In one of the most remarkable exhibitions of climbing and descending seen in the modern Tour de France, Tom Pidcock set out his stall as a future contender by becoming the youngest-ever stage winner at Alpe d’Huez.

As the Olympic gold medallist rode to a memorable win on the famous hairpins, the defending champion, Tadej Pogacar of UAE Team Emirates, began his fightback against the race leader, Jumbo-Visma’s Jonas Vingegaard, although the Slovenian was unable to make any impact and is 2min 22sec behind in second.

Pidcock, who had been badgering his Ineos Grenadiers’ team management for a free role, descended at 100km/h and climbed the 21 hairpins of the legendary ascent to the Alpe faster than his breakaway companions to stamp his mark on this year’s Tour.

“To ride up Alpe d’Huez, the most iconic finish in cycling, at the head of the race, that’s one of the best experiences of my life,” he said.

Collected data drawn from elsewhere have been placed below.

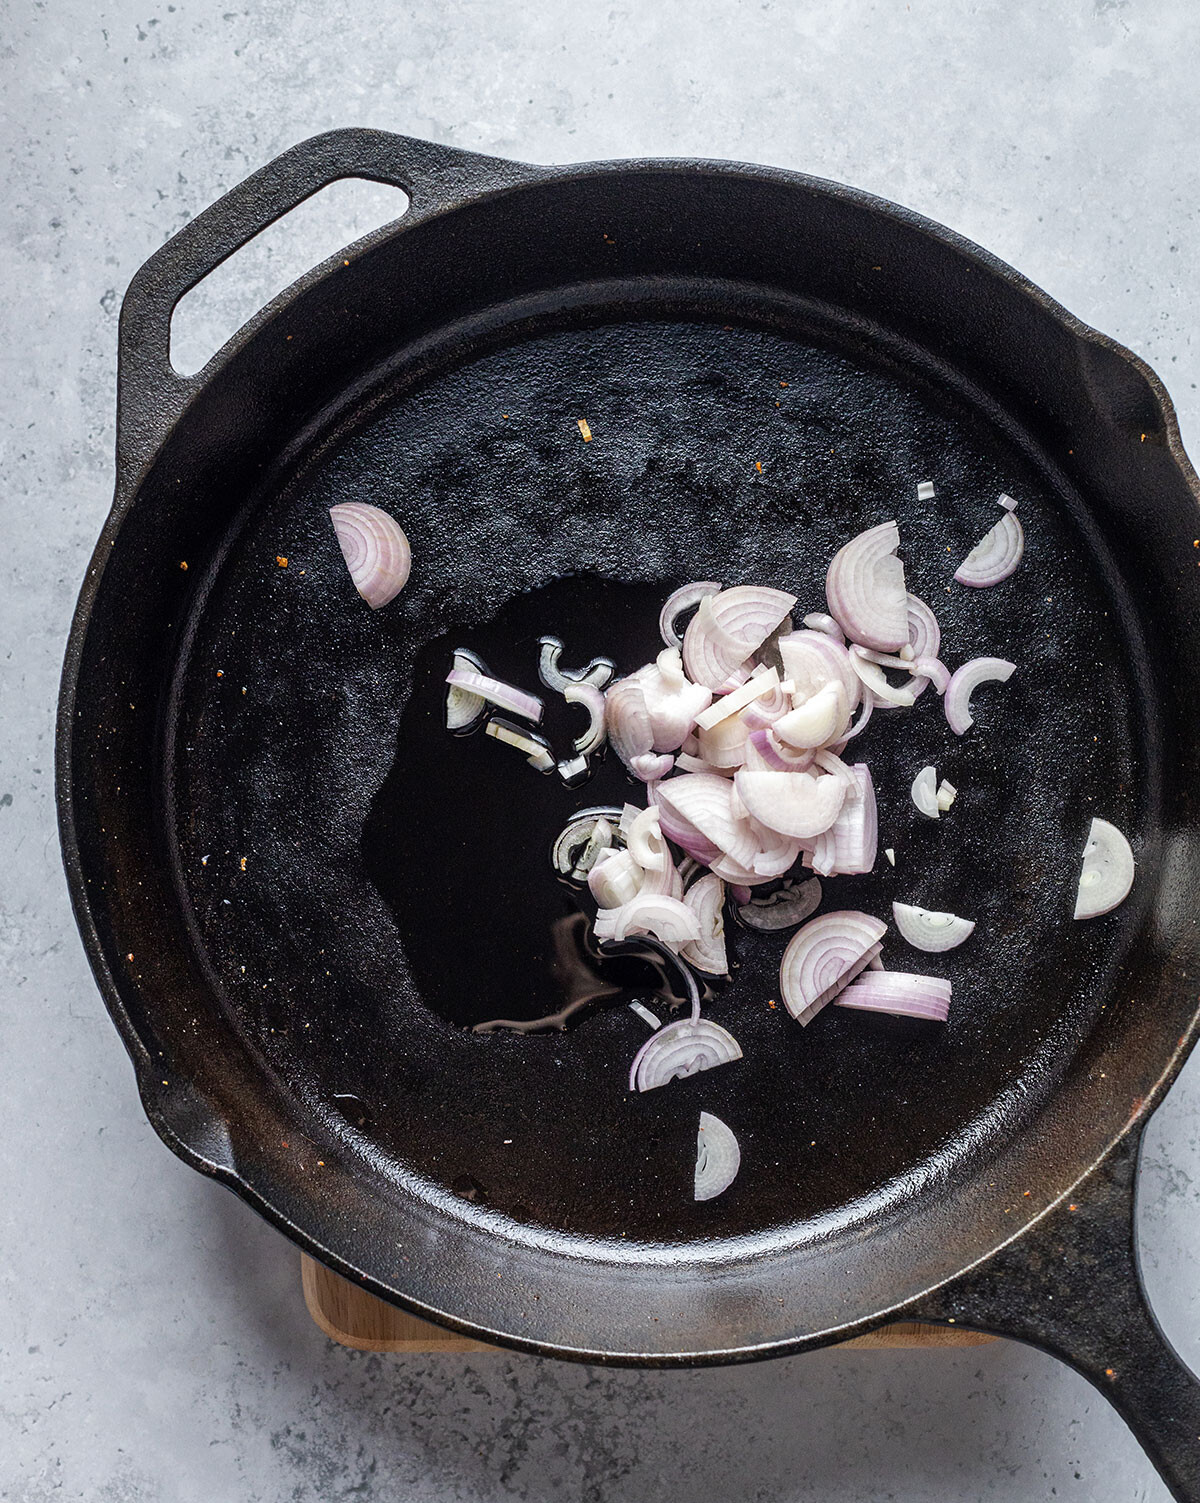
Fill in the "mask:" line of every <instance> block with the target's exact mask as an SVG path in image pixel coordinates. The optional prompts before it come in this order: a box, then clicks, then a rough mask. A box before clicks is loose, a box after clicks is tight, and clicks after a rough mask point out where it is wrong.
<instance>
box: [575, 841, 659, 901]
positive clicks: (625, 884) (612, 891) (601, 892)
mask: <svg viewBox="0 0 1200 1503" xmlns="http://www.w3.org/2000/svg"><path fill="white" fill-rule="evenodd" d="M644 885H645V869H644V867H641V866H638V863H636V861H635V860H633V857H632V855H630V852H629V851H612V849H609V851H602V852H600V854H598V855H597V858H595V861H594V864H592V869H591V872H588V891H589V893H591V896H592V897H594V899H595V905H597V908H603V909H611V908H624V905H626V903H632V902H633V899H635V897H636V896H638V894H639V893H641V890H642V887H644Z"/></svg>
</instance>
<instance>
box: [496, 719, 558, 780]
mask: <svg viewBox="0 0 1200 1503" xmlns="http://www.w3.org/2000/svg"><path fill="white" fill-rule="evenodd" d="M483 729H484V735H489V736H495V738H496V741H504V744H505V745H510V747H516V750H517V751H522V753H523V755H525V761H526V762H528V764H529V767H535V768H537V770H538V773H553V770H555V755H553V751H552V750H550V742H549V741H547V739H546V736H540V735H538V733H537V730H526V727H525V726H514V724H513V723H511V721H510V720H502V718H501V717H499V715H492V718H490V720H489V721H487V724H486V726H484V727H483Z"/></svg>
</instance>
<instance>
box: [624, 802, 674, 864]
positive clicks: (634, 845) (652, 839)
mask: <svg viewBox="0 0 1200 1503" xmlns="http://www.w3.org/2000/svg"><path fill="white" fill-rule="evenodd" d="M626 846H627V848H629V854H630V855H632V857H633V860H635V861H636V863H638V866H641V867H642V870H644V872H662V869H663V867H665V866H666V846H665V845H663V834H662V830H660V828H659V810H657V809H656V807H654V806H651V807H650V809H644V810H642V812H641V813H639V815H638V818H636V819H635V821H633V822H632V824H630V827H629V830H627V833H626Z"/></svg>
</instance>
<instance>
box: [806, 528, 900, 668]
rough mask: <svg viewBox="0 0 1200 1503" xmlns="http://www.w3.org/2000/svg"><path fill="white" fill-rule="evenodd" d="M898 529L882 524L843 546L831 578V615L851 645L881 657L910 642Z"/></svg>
mask: <svg viewBox="0 0 1200 1503" xmlns="http://www.w3.org/2000/svg"><path fill="white" fill-rule="evenodd" d="M898 547H899V528H898V526H896V523H895V522H881V523H880V525H878V526H877V528H869V529H868V531H866V532H860V534H859V537H857V538H851V541H850V543H847V544H844V547H841V549H839V550H838V553H836V555H835V558H833V562H832V564H830V567H829V573H827V574H826V601H827V604H829V612H830V615H832V616H833V618H835V621H836V622H838V625H839V627H841V628H842V631H845V634H847V636H848V637H850V640H851V642H860V643H862V645H863V646H865V648H875V651H877V652H898V651H899V649H901V648H902V646H905V645H907V643H908V610H907V601H908V592H907V589H905V588H904V564H901V561H899V559H898V558H896V549H898Z"/></svg>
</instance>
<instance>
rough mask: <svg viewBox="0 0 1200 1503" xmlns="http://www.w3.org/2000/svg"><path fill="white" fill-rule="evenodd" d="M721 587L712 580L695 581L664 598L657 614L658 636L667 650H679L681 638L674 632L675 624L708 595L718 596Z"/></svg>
mask: <svg viewBox="0 0 1200 1503" xmlns="http://www.w3.org/2000/svg"><path fill="white" fill-rule="evenodd" d="M720 591H722V586H720V585H719V583H717V582H716V580H713V579H704V580H695V582H693V583H692V585H684V586H683V589H677V591H675V592H674V594H671V595H668V597H666V603H665V604H663V609H662V610H660V612H659V636H660V637H662V639H663V642H665V643H666V645H668V646H669V648H681V646H683V637H681V636H680V634H678V631H677V630H675V622H677V621H678V618H680V616H681V615H683V613H684V610H690V609H692V607H693V606H698V604H699V603H701V601H702V600H705V598H707V597H708V595H719V594H720Z"/></svg>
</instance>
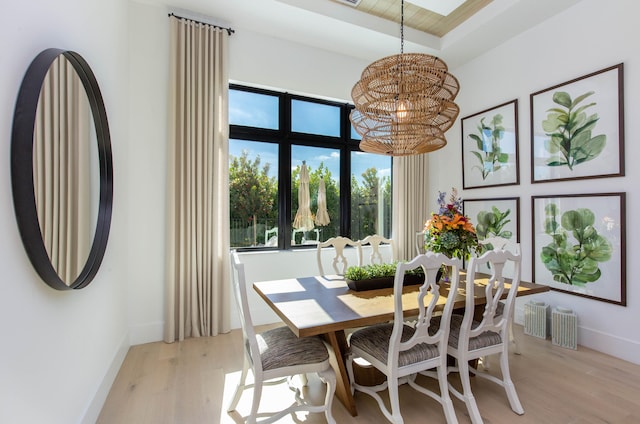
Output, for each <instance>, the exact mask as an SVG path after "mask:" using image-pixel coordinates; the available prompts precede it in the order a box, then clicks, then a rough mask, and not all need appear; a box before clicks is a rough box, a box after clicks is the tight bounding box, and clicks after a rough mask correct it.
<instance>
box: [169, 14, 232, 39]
mask: <svg viewBox="0 0 640 424" xmlns="http://www.w3.org/2000/svg"><path fill="white" fill-rule="evenodd" d="M171 16H174V17H176V18H178V19H186V20H187V21H192V22H196V23H198V24H202V25H209V26H212V27H214V28H220V29H224V30H226V31H227V33H228V34H229V35H231V34H233V33H234V32H235V31H234V30H233V29H231V28H225V27H221V26H220V25H214V24H210V23H208V22H202V21H198V20H195V19H192V18H185V17H184V16H178V15H176V14H175V13H169V17H171Z"/></svg>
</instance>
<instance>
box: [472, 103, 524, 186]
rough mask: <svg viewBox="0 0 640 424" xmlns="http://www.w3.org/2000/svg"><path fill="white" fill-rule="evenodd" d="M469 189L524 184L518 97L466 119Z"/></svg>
mask: <svg viewBox="0 0 640 424" xmlns="http://www.w3.org/2000/svg"><path fill="white" fill-rule="evenodd" d="M461 123H462V181H463V187H464V188H465V189H470V188H480V187H491V186H505V185H513V184H519V183H520V172H519V163H518V100H517V99H516V100H512V101H510V102H507V103H503V104H501V105H498V106H495V107H492V108H490V109H487V110H483V111H482V112H478V113H475V114H473V115H470V116H467V117H465V118H462V120H461Z"/></svg>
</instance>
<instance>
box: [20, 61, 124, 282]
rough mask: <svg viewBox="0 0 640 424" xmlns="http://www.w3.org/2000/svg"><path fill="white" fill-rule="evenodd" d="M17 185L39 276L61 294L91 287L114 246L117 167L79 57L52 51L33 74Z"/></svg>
mask: <svg viewBox="0 0 640 424" xmlns="http://www.w3.org/2000/svg"><path fill="white" fill-rule="evenodd" d="M11 182H12V189H13V203H14V209H15V213H16V219H17V221H18V228H19V230H20V236H21V237H22V242H23V244H24V247H25V249H26V251H27V255H28V256H29V259H30V261H31V263H32V264H33V266H34V268H35V269H36V271H37V273H38V275H40V277H41V278H42V279H43V280H44V281H45V282H46V283H47V284H48V285H49V286H51V287H53V288H55V289H58V290H70V289H80V288H83V287H86V286H87V285H88V284H89V283H90V282H91V280H92V279H93V278H94V277H95V275H96V272H97V271H98V268H99V267H100V264H101V263H102V259H103V257H104V253H105V250H106V246H107V239H108V236H109V229H110V226H111V210H112V202H113V165H112V158H111V140H110V135H109V125H108V122H107V116H106V110H105V107H104V103H103V100H102V94H101V93H100V88H99V87H98V83H97V81H96V78H95V76H94V74H93V72H92V71H91V68H90V67H89V65H88V64H87V62H86V61H85V60H84V59H83V58H82V56H80V55H79V54H78V53H75V52H72V51H68V50H61V49H47V50H44V51H43V52H41V53H40V54H39V55H38V56H37V57H36V58H35V59H34V60H33V62H32V63H31V65H30V66H29V68H28V69H27V72H26V74H25V76H24V79H23V81H22V85H21V86H20V91H19V92H18V99H17V102H16V109H15V112H14V119H13V130H12V134H11Z"/></svg>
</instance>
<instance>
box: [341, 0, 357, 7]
mask: <svg viewBox="0 0 640 424" xmlns="http://www.w3.org/2000/svg"><path fill="white" fill-rule="evenodd" d="M337 1H339V2H340V3H344V4H348V5H349V6H353V7H356V6H357V5H359V4H360V2H361V1H362V0H337Z"/></svg>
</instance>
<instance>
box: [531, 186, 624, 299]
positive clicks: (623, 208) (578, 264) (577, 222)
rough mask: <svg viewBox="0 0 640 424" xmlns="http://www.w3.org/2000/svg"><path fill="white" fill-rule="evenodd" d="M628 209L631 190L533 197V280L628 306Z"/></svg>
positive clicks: (581, 294)
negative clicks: (626, 216) (625, 222)
mask: <svg viewBox="0 0 640 424" xmlns="http://www.w3.org/2000/svg"><path fill="white" fill-rule="evenodd" d="M625 210H626V194H625V193H597V194H564V195H551V196H532V197H531V216H532V236H533V260H532V264H533V281H534V282H536V283H538V284H544V285H548V286H549V287H550V288H551V289H552V290H556V291H560V292H564V293H569V294H573V295H576V296H581V297H586V298H589V299H594V300H599V301H602V302H608V303H613V304H616V305H621V306H626V305H627V296H626V240H625V238H626V236H625V233H626V224H625V220H626V218H625V215H626V212H625ZM577 251H579V252H580V253H581V256H576V254H575V253H576V252H577ZM563 252H564V253H563Z"/></svg>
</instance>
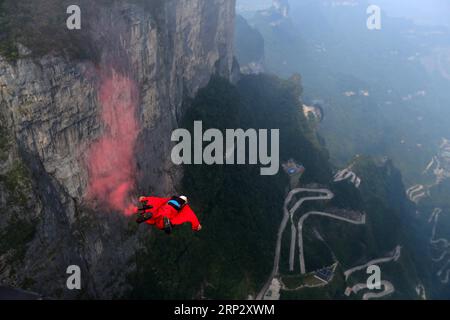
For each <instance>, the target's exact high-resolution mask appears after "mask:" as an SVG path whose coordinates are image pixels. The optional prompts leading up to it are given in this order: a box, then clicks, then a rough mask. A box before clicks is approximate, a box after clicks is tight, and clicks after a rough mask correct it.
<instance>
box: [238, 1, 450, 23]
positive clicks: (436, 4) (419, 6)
mask: <svg viewBox="0 0 450 320" xmlns="http://www.w3.org/2000/svg"><path fill="white" fill-rule="evenodd" d="M301 1H303V0H289V2H290V3H291V4H292V5H295V4H298V3H299V2H301ZM316 1H321V0H316ZM335 1H338V0H335ZM368 2H369V3H371V4H378V5H380V6H381V7H382V9H383V10H384V11H386V12H387V13H388V14H389V15H390V16H393V17H404V18H409V19H413V20H414V21H416V22H417V23H420V24H427V25H445V26H448V27H450V0H369V1H368ZM271 3H272V0H238V1H237V8H238V11H243V10H244V11H246V10H249V9H250V10H251V9H257V10H261V9H264V8H268V7H270V5H271Z"/></svg>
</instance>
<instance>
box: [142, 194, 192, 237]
mask: <svg viewBox="0 0 450 320" xmlns="http://www.w3.org/2000/svg"><path fill="white" fill-rule="evenodd" d="M170 199H171V198H158V197H141V199H140V201H141V202H143V203H146V204H147V205H150V206H153V208H151V209H148V210H147V211H146V212H151V213H152V218H151V219H150V220H147V221H146V223H147V224H150V225H155V226H156V227H157V228H158V229H160V230H164V219H163V218H164V217H167V218H169V220H170V223H171V224H172V225H174V226H177V225H181V224H183V223H186V222H189V223H190V224H191V226H192V230H193V231H198V227H199V225H200V223H199V221H198V218H197V216H196V215H195V213H194V211H192V209H191V208H190V207H189V205H187V204H186V205H184V206H183V208H182V209H181V210H180V211H177V210H176V209H175V208H174V207H172V206H171V205H169V204H167V202H168V201H169V200H170ZM135 210H136V212H137V208H136V209H135Z"/></svg>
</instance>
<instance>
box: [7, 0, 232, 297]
mask: <svg viewBox="0 0 450 320" xmlns="http://www.w3.org/2000/svg"><path fill="white" fill-rule="evenodd" d="M234 7H235V3H234V1H232V0H208V1H205V0H171V1H164V2H162V4H160V6H159V7H158V11H157V12H151V13H149V12H148V11H146V10H143V8H141V7H139V6H138V5H132V4H127V5H119V6H115V7H109V8H107V9H105V10H104V11H102V14H101V19H99V21H98V22H97V23H98V27H99V28H101V30H98V31H99V32H97V33H95V35H94V36H93V37H94V39H95V40H96V41H97V44H98V45H99V49H100V50H101V51H102V60H101V62H99V63H98V62H97V63H93V62H90V61H73V60H69V59H67V58H64V57H62V56H59V55H54V54H49V55H46V56H44V57H41V58H31V57H27V54H28V53H29V52H28V49H27V48H25V47H23V46H20V54H21V56H22V58H20V59H19V60H18V61H17V62H15V63H11V62H8V61H7V60H6V59H4V58H2V57H0V117H1V119H0V122H1V123H0V126H1V127H0V128H1V134H2V135H1V139H0V149H1V150H0V191H1V196H0V236H1V243H0V283H2V284H7V285H12V286H18V287H25V288H30V289H32V290H36V291H39V292H40V293H43V294H45V295H48V296H53V297H74V296H75V295H81V296H84V297H101V298H110V297H120V296H121V295H122V294H123V293H124V292H125V291H126V290H127V285H126V283H127V279H126V276H127V274H128V273H129V272H131V271H132V270H133V268H134V263H133V259H134V258H133V257H134V252H135V250H136V249H137V248H138V247H139V243H140V238H142V237H144V236H148V231H147V230H145V232H136V230H135V229H136V227H135V226H134V223H133V222H132V221H131V222H130V220H129V219H127V218H125V217H124V216H123V215H121V214H120V213H115V212H110V210H107V209H106V208H102V207H101V206H98V205H95V204H92V203H89V202H87V201H85V200H84V199H85V195H86V189H87V185H88V183H89V175H88V171H87V169H86V165H85V163H84V156H85V154H86V152H87V151H88V150H89V148H90V147H91V146H92V144H93V143H95V141H96V140H97V139H99V137H101V135H102V134H103V132H104V130H105V128H104V125H103V123H102V121H101V117H100V116H99V108H100V106H99V98H98V86H99V81H100V79H101V75H100V71H99V70H105V69H111V68H114V67H115V65H116V60H117V56H119V55H114V54H111V52H113V53H114V52H120V53H121V54H120V56H121V57H123V59H124V61H126V63H125V64H126V66H127V67H126V73H127V75H129V76H130V77H131V78H133V80H134V81H135V82H136V86H137V87H138V91H139V97H138V100H139V102H138V107H137V115H136V119H137V122H138V125H139V132H138V137H137V142H136V147H135V160H136V168H137V173H136V188H135V189H136V191H139V192H146V193H148V192H154V193H159V194H167V193H170V192H173V191H175V188H176V184H177V181H179V178H180V175H181V173H180V172H179V170H177V168H174V167H173V165H172V164H171V161H170V148H171V143H170V134H171V132H172V130H173V129H174V128H176V127H177V122H178V118H179V117H180V115H181V114H182V113H183V107H182V106H183V99H184V98H186V97H189V96H193V95H194V94H195V93H196V91H197V90H198V89H199V88H200V87H202V86H204V85H206V84H207V82H208V81H209V78H210V76H211V75H212V74H213V73H219V74H221V75H222V76H225V77H228V78H231V77H232V75H233V53H232V52H233V48H232V43H233V26H234ZM105 33H106V35H105ZM49 36H51V35H49ZM105 38H107V39H116V40H115V41H112V42H111V43H114V44H111V46H109V45H108V41H102V40H104V39H105ZM103 44H105V45H104V47H102V46H103ZM117 72H119V73H120V72H123V67H119V66H117ZM72 264H76V265H79V266H80V267H81V269H82V291H81V293H80V292H76V293H74V292H71V291H69V290H67V289H66V285H65V282H66V277H67V275H66V273H65V272H66V268H67V267H68V266H69V265H72Z"/></svg>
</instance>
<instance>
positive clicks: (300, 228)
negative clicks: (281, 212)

Asked what his team’s plan had been at the stage start in Briançon, Pidcock responded: “To get me in the break and to try and win the stage. Box ticked, I guess.”

Champion in the Olympic Games, the mountain biking gold winner at the Tokyo Olympics, a cyclo-cross world champion and with multiple titles across cycling’s disciplines, Pidcock has long been ranked among the “Pogacar generation” of multi-talented riders such as the Slovenian himself, Mathieu van der Poel and Wout Van Aert, capable of excelling on all terrains. Even so, a dominant stage win on a course as brutal as this came as a surprise.

The 165km stage returned to the Col du Galibier, the platform for Vingegaard’s opening salvos on Pogacar’s lead during the 11th stage to the Col du Granon, where the Dane debunked Pogacar’s supposedly unbeatable status.